Vietnam human rights lawyer freed after 4 years in prison for calling for multiparty system

AP

March 7, 2011

HANOI, Vietnam — A Vietnamese human rights lawyer has been freed from prison after serving a four-year sentence for advocating a multiparty system in Internet posts, an official said Monday.

Nguyen Van Dai, 42, was released Sunday from Nam Ha prison in northern Ha Nam province, said prison chief Duong Duc Thang. Dai still has to serve four years of house arrest.

In May 2007, Dai was sentenced by a Hanoi court for violating Article 88 of Vietnam’s penal code, which broadly prohibits spreading propaganda against the state.

An appeals court reduced his jail time from five to four years in November of that year. A fellow lawyer who was convicted along with Dai, Le Thi Cong Nhan, was released a year ago after serving her three-year sentence.

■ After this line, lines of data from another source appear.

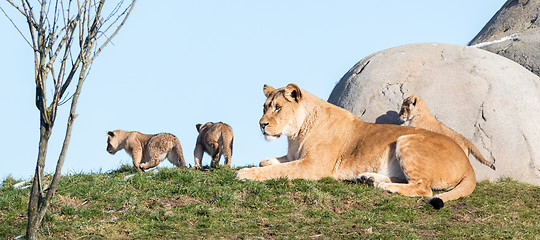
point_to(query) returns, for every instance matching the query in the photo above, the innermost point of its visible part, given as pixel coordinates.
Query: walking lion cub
(215, 139)
(147, 151)
(415, 113)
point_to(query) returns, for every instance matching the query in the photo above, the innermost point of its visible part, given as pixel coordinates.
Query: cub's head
(283, 112)
(201, 127)
(113, 141)
(412, 108)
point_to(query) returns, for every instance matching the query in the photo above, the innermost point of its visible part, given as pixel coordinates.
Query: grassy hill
(211, 204)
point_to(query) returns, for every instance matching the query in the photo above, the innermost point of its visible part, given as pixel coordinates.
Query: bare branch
(16, 28)
(17, 7)
(116, 31)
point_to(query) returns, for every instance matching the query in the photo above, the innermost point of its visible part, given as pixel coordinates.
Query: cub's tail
(464, 188)
(476, 153)
(179, 156)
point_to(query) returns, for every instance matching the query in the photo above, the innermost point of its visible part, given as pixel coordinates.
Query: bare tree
(65, 37)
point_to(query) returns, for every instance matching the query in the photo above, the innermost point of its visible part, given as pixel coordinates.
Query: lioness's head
(113, 142)
(412, 107)
(283, 112)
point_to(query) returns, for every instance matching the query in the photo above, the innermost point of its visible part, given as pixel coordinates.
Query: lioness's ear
(267, 90)
(293, 93)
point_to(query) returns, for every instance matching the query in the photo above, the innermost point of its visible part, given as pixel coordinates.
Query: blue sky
(178, 63)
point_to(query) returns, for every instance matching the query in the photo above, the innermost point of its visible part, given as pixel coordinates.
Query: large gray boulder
(514, 32)
(489, 99)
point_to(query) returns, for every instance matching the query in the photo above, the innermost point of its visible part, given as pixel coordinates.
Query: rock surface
(491, 100)
(514, 32)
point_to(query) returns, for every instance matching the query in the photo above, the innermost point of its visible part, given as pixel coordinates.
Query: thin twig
(16, 27)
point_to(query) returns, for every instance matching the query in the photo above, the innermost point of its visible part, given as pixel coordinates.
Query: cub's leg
(155, 158)
(136, 155)
(215, 156)
(227, 153)
(198, 154)
(176, 157)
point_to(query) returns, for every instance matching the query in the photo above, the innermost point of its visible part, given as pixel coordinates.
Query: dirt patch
(180, 201)
(70, 201)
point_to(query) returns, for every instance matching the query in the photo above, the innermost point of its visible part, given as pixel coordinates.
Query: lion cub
(215, 139)
(147, 151)
(415, 113)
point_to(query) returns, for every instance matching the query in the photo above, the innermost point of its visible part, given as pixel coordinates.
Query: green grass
(212, 204)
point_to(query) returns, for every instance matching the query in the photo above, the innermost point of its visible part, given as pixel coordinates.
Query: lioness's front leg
(304, 168)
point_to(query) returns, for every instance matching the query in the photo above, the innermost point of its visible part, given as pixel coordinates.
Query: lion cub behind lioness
(147, 151)
(215, 139)
(415, 113)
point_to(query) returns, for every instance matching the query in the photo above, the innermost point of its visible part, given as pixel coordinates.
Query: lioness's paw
(366, 180)
(246, 173)
(268, 162)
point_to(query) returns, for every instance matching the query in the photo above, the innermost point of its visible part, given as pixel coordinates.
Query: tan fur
(415, 113)
(328, 141)
(146, 151)
(216, 139)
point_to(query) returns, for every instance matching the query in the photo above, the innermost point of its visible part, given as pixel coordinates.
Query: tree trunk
(34, 221)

The two were accused of using the Internet to call for a multiparty state in Vietnam, where the ruling Communist Party does not tolerate dissent. They also gave interviews to foreign news agencies.

In an interview with U.S.-based Radio Free Asia on Sunday, Dai said he did not commit any crime and that what he did was for his “personal desire” and the “aspiration for freedom and democracy” of Vietnamese people.